I first spotted these leaves when I was logged onto House of Tea to re-stock on their Bai Mu Dan.
This tea was placed directly underneath it on the listing. What then caught my eye was the fact that underneath the Hong Yu White was the Red Jade White tea I posted about in September of 2019.
This threw me, because Hong Ya is essentially the same name as Red Jade. I checked House of Tea’s notes for both teas and yes, both teas are made from the same cultivar, TES nr. 18.
Now, this was very interesting, given the two teas’ quite different appearances.
It seems as though (please, do correct me if I’m wrong!) the Red Jade version look as it does because it’s a very tippy tea, whereas this tea is more along the lines of a Bai Mu Dan in terms of the plucking standard.
If there are in fact some other differences in processing between the two teas, I’d love to know what they are…
Anyway, the physical differences between the two teas piqued my curiosity to such an extent that I ordered a batch.
Just like a typical Bai Mu Dan the leaf here was rather fluffy, and the 5 grams I used was a very snug fit into the pot.
The dry leaf had a very faint, faraway floral aroma, but all that changed once the leaf had been given a few moments in the warmed up pot. After removing the lid to the pot and taking a deep sniff I was greeted by chocolate chip and raisin cookies!
|Water Used:||Filtered tap water|
|Weight of dry leaf:||5 grams|
|Steeping vessel:||150 ml glass teapot|
|No. & duration:||7 infusions of 5, 10, 15, 25, 40, 60, and 90 seconds duration|
The first infusion was different yet again. In common with all the other teas I’ve sampled that were made with this cultivar, I picked up a significant lychee taste. This tea, however, had a distinct impression of buttered popcorn layered on top of it.

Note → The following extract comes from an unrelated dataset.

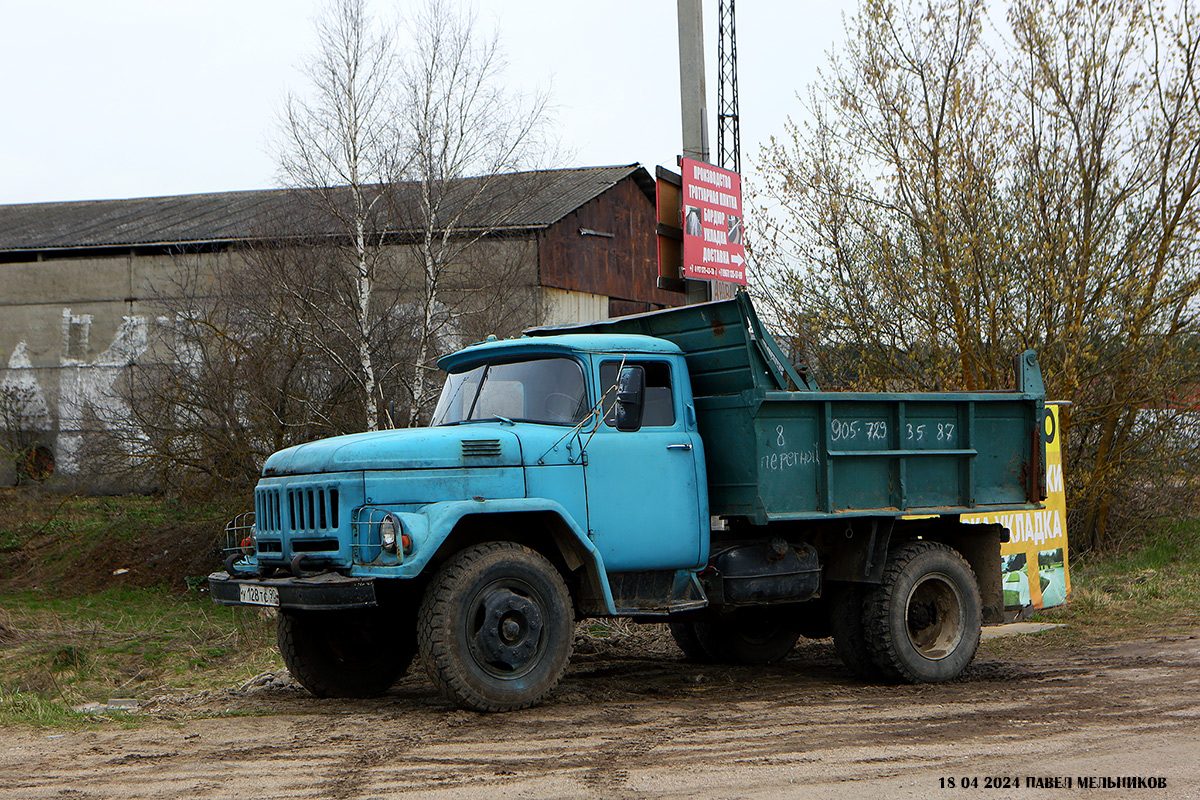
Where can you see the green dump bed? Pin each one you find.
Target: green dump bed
(777, 447)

In line with other white teas this one had a more subtle nature to it, like the difference between a trained actor projecting their voice rather than someone simply shouting very loudly.
Throughout the rest of the session nothing joined or left the party, rather there was a gradual fade in the intensity of the mix of flavours in my cup until the end of the session.
Comparing this tea with the Red Jade White I think it’s fair to say that it does indeed have it’s own character, quite distinct from the other tea, even though they are made from the same cultivar and have been through what appears to be broadly similar processing. As I say above, until I know better I’m guessing that’s down to what appears to be the dissimilar plucking standards for the two teas.
Finally, as nice as this session was, in future I think I’m going to have to try to Tetris an extra gram or so into the pot!